Federal law prohibits striking workers from being permanently replaced if the strike is to protest an unfair labor practice committed by their employer. But if the strike’s objective is higher wages or better working conditions, the law says, the workers are considered “economic strikers,” and can be replaced by their employer.

At the start of the strike for better wages and working conditions, the SEIU 1199 New England, which represents the striking Butler workers, on May 16 filed an unfair labor practices complaint against the hospital, alleging refusal to bargain in good faith. The National Labor Relations Board would have to rule on that complaint to determine whether the strike met that definition under the law. And that could take some time.

Butler’s strike is already among the longest in Rhode Island in the last decade, and one of the longest in the industry nationwide. Nearly 80% of the labor strikes in the country’s health care and social assistance industry since 2015 have lasted seven days or less, according to the Labor Action Tracker run by Cornell University and the University of Illinois Urbana-Champaign.

A war of attrition normally favors employers in extended strikes, labor experts said, because they usually have deeper pockets than their workers.

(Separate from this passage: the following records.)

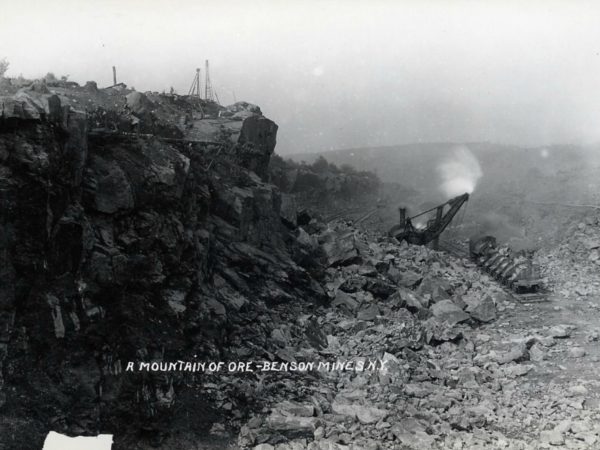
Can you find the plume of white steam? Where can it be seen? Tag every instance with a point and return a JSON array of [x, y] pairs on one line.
[[460, 172]]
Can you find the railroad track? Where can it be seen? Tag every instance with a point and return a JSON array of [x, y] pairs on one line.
[[460, 251]]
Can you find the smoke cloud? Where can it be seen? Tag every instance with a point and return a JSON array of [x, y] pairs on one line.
[[460, 172]]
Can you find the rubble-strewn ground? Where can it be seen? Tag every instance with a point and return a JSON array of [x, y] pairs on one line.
[[507, 375], [137, 227]]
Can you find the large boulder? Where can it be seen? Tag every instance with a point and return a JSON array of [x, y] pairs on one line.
[[447, 311]]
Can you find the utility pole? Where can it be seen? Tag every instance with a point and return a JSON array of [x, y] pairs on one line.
[[206, 80], [195, 87], [198, 81]]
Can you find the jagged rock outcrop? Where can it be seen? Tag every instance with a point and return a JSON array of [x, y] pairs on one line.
[[120, 246]]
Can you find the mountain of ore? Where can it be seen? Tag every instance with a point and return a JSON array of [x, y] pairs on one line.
[[134, 227]]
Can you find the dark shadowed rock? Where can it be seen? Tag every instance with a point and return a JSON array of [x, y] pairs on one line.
[[483, 310]]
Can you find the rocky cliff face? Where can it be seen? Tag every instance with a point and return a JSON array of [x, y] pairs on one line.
[[132, 229]]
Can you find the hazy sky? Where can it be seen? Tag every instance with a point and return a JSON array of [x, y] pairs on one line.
[[338, 74]]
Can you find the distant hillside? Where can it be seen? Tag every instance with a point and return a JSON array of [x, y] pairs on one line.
[[524, 193]]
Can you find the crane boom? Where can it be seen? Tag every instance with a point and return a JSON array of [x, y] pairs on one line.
[[406, 231]]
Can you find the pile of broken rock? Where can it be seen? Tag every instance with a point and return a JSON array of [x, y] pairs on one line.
[[418, 313]]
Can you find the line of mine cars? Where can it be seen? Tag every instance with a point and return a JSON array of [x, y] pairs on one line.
[[515, 270]]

But Jesse Martin, executive vice president of SEIU1199 NE, said his union members routinely work two or more jobs to make ends meet, and many are picking up extra shifts at nursing homes or other health care facilities during the strike.

“We believe that if we’re prepared to strike, that we should be prepared to strike until we win,’’ Martin said. “That is a fundamentally different approach than most other unions in health care.’’

He points to a nine-month strike he ran for the union at five nursing homes in Connecticut starting in July 2012. Martin describes the strike as a win for the union.

“Even on our nine month strike in Connecticut,’’ Martin said, “no worker lost their home, lost their car, their ability to provide for their family.’’

A federal judge in Hartford, Conn. in December 2012 ordered the nursing homes to reinstate some 600 striking workers. And last year, an administrative law judge for the National Labor Relations Board ordered the Connecticut nursing homes to compensate those workers for lost wages and benefits.